Most houses in Victoria are freehold and not leasehold. In this scenario it’s worth having a local conveyancer who is familiar with the area can help the conveyancing process. We note that you are purchasing in Victoria so you should seriously consider looking for a Victoria conveyancing practitioner and be sure that they have experience in transacting on leasehold houses. As a matter of priority you will need to check the number of years remaining. As a tenant you will not be at liberty to do whatever you want with the house. The lease comes with conditions such as requiring the freeholder’spermission to conduct alterations. It may be necessary to pay a maintenance charge towards the upkeep of the estate where the property is part of an estate. Your conveyancer will appraise you on the various issues.
Can you provide any top tips for leasehold conveyancing in Victoria from the perspective of saving time on the sale process?
- Much of the frustration in leasehold conveyancing in Victoria can be bypassed if you get in touch lawyers the minute you market your property and ask them to put together the leasehold documentation needed by the buyers conveyancers.
- Many landlords or managing agents in Victoria charge for supplying management packs for a leasehold homes. You or your lawyers should enquire as to the actual amount of the charges. The management information can be applied for on or before finding a buyer, thus accelerating the process. The average time it takes to obtain the necessary information is three weeks. It is the most common reason for frustration in leasehold conveyancing in Victoria.
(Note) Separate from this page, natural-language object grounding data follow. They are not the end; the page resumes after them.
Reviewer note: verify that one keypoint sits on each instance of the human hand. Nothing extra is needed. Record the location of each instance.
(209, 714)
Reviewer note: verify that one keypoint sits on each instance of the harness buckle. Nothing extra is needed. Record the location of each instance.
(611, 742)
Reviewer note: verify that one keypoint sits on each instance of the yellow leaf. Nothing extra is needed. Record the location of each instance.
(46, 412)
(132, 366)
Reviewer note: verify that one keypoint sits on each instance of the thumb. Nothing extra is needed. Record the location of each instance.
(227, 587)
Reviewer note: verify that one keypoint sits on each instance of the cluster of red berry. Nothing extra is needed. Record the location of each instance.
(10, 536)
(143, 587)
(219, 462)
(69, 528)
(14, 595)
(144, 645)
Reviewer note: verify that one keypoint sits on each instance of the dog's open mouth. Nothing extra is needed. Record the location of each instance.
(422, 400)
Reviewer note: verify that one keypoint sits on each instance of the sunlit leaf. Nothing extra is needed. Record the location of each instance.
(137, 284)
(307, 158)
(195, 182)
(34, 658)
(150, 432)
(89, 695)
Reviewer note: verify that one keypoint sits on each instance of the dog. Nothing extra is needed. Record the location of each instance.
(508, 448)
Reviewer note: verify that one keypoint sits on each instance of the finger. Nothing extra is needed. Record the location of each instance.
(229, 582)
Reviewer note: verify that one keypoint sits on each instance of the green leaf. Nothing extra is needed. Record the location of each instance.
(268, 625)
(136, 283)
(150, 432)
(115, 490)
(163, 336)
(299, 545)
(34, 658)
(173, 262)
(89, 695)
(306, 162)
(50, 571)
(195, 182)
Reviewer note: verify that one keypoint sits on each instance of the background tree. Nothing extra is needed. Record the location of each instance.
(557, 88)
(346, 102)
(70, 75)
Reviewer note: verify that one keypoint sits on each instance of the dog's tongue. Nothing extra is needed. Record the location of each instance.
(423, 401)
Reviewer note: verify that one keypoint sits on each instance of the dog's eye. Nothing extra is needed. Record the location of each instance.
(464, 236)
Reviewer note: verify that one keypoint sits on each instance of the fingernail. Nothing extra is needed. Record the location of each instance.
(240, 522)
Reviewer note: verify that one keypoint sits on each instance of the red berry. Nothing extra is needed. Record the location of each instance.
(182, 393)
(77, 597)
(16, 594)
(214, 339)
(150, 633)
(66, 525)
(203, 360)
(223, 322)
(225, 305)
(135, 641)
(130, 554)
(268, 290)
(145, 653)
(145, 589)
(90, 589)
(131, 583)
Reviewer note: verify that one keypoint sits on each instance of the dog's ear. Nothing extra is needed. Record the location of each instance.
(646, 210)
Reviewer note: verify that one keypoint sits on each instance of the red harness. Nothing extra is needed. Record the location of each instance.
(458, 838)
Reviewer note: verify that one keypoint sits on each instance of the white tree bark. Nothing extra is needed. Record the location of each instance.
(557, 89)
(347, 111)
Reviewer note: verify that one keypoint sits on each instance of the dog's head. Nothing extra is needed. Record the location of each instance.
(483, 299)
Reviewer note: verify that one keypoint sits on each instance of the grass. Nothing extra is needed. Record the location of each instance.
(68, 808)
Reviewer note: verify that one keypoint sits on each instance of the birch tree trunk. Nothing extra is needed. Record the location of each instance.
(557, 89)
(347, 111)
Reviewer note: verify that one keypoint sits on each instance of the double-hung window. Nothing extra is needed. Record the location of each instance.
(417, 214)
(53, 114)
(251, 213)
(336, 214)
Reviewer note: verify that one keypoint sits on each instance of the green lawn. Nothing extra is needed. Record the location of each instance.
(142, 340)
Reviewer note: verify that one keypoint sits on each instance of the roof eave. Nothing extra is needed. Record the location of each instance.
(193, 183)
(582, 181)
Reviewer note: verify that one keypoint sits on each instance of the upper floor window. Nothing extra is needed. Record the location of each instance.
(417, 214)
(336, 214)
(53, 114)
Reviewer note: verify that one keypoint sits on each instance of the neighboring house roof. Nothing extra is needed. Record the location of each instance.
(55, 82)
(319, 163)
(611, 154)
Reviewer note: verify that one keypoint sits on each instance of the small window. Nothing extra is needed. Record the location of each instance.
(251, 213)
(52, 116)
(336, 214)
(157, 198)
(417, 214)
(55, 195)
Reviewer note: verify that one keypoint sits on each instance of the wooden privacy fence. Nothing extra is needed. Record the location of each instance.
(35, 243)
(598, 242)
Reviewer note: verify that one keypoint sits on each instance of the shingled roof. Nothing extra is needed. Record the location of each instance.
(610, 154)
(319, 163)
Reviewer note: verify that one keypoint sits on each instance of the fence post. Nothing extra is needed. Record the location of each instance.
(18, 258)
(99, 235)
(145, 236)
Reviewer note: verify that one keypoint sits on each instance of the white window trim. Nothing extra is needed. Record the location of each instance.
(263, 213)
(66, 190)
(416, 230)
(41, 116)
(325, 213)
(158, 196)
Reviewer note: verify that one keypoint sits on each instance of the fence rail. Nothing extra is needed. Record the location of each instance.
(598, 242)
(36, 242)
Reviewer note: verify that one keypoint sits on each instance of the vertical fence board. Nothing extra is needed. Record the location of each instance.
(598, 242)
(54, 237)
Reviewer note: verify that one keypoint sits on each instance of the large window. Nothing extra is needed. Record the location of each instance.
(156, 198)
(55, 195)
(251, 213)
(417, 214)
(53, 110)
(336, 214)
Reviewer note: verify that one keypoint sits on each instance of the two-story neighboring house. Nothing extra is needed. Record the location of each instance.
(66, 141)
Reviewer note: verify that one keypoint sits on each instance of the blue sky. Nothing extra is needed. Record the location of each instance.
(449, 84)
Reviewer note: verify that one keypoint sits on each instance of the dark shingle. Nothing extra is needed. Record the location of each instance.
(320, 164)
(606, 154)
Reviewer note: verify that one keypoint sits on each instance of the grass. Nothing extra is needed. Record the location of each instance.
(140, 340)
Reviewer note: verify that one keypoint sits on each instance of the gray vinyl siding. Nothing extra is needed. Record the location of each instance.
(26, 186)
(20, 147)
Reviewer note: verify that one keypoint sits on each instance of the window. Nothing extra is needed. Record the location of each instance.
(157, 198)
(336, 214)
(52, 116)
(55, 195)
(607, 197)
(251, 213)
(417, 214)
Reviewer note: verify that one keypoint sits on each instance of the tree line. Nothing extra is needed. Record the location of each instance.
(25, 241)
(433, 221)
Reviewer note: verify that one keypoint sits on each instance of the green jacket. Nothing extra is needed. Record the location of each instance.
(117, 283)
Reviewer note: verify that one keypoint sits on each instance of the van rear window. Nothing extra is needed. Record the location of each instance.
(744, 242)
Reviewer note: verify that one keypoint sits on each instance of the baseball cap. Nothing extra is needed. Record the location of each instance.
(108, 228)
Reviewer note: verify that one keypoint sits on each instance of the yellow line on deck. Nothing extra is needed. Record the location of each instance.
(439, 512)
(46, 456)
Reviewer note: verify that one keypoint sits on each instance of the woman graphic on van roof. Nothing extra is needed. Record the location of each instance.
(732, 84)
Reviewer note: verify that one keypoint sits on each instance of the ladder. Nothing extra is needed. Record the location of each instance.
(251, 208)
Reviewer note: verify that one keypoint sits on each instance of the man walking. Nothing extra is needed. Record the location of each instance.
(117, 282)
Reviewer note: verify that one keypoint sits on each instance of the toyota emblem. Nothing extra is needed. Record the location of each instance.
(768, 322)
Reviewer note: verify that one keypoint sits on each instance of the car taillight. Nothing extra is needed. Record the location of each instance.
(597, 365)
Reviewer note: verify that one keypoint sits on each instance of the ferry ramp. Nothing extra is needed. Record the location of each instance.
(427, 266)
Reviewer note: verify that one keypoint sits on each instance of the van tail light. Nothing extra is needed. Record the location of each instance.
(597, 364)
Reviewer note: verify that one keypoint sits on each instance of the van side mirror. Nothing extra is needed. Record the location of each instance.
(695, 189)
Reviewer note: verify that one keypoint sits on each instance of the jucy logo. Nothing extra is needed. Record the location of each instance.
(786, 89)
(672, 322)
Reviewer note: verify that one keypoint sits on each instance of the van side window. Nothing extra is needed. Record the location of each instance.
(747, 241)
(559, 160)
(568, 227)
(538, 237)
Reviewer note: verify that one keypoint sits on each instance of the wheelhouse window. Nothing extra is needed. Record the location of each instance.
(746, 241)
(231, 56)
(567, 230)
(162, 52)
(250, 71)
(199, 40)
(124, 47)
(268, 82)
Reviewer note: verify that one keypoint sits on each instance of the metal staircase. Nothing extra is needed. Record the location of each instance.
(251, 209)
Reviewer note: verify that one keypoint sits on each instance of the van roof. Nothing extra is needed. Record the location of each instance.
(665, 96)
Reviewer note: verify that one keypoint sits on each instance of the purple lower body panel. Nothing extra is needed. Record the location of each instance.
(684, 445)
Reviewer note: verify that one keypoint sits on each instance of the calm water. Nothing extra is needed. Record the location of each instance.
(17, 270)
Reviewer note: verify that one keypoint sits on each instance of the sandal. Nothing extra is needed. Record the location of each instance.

All being well we will complete the disposal of our £250000 garden flat in Victoria next week. The landlords agents has quoted £420 for Landlord’s certificate, building insurance schedule and 3 years service charge statements. Is the landlord entitled to charge exorbitant fees for a leasehold conveyance in Victoria?
Victoria conveyancing on leasehold flats usually requires the purchaser’s solicitor submitting enquiries for the landlord to address. Although the landlord is not legally bound to answer such questions most will be willing to assist. They are entitled charge a reasonable administration fee for responding to questions or supplying documentation. There is no upper cap for such fees. The average costs for the paperwork that you are referring to is £350, in some transactions it exceeds £800. The management information fee invoiced by the landlord must be sent together with a summary of rights and obligations in respect of administration fees, otherwise the charge is technically not due. In reality one has little choice but to pay whatever is requested of you if you want to sell the property.
I have attempted and failed to negotiate with my landlord to extend my lease without getting anywhere. Can the Leasehold Valuation Tribunal decide on such matters? Can you recommend a Victoria conveyancing firm to assist?
Where there is a missing freeholder or if there is disagreement about the premium for a lease extension, under the relevant statutes it is possible to make an application to the Leasehold Valuation Tribunal to arrive at the sum to be paid.
An example of a Lease Extension case for a Victoria flat is Flats 12A & 19, Evelyn Mansions Carlisle Place in June 2009. The Tribunal held that the price to be paid for the new lease of Flat 12A is £168,824, For the other flat the price was set at £169,110 This case affected 2 flats. The the unexpired term as at the valuation date was 56 years.